Karaköy sahiline paralel uzanan Meclis-i Mebusan Caddesi üzerindeki 35 numaralı bina, bienalin daha sessiz ama etkileyici duraklarından. Zemin katında Eva Fàbregas, Pilar Quinteros ve VASKOS (Vassilis Noulas & Kostas Tzimoulis)’un eserleri sergileniyor.

Meclis-i Mebusan 35 - Fotoğraf: Sahir Uğur Eren

Bienalin devam ayağı

18. İstanbul Bienali Küratörü Christine Tohmé.

Alışıldık bienal takvimlerinin ötesinde bir yapıyla gelen 18. İstanbul Bienali, sergilerle sınırlı kalmayıp araştırma, üretim ve kamusal katılımı da içine alan çok yönlü bir yapıyla devam edecek. Bienalin ikinci ayağı 2026 yılında İstanbul Bienali Akademisi’nin kurulması ve sanat inisiyatiflerinin katılımıyla düzenlenecek kamusal programlarla devam edecek.

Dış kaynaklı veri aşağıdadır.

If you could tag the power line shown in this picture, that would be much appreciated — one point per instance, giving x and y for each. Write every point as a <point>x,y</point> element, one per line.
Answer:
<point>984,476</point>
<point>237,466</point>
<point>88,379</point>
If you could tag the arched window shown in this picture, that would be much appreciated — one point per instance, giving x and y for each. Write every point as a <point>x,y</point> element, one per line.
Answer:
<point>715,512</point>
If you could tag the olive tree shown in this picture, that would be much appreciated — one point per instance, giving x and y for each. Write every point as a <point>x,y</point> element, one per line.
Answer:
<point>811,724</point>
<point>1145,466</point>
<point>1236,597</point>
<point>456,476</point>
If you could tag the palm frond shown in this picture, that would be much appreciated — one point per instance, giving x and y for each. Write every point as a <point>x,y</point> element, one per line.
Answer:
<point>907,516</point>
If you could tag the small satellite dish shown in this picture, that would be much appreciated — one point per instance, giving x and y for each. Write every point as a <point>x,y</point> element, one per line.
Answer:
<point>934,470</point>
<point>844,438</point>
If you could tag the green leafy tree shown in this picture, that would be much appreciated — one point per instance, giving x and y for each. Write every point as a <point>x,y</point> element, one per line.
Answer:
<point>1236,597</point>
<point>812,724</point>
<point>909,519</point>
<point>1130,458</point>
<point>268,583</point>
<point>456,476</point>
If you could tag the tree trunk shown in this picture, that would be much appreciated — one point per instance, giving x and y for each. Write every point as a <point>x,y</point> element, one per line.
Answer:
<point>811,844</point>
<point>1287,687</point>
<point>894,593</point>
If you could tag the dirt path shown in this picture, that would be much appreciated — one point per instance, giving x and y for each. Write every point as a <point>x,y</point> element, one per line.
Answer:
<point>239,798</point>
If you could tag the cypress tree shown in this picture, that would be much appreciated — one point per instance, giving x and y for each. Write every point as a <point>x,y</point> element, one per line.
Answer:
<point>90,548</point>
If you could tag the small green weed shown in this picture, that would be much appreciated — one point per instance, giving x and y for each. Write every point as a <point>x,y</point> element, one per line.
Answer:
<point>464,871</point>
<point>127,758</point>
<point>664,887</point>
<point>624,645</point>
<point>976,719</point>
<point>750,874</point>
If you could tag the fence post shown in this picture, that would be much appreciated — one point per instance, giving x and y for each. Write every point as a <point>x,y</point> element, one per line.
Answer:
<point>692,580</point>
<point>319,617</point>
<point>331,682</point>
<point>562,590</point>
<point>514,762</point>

Bienal 2027’deki üçüncü ve son ayağı kapsamında gerçekleştirilecek atölyeler, performanslar ve nihai bir sergiyle tamamlanacak.

Alışılmış bienal formatlarının dışına çıkan bu yapı, izleyiciye de farklı bir duruş öneriyor. Tümünü bir günde görme telaşı değil, parçaları sindirerek zaman içinde dönüp bakma cesareti istiyor. Üç yıla yayılacak bu deneyim, zamanla olan ilişkimizi de tartışmaya açıyor.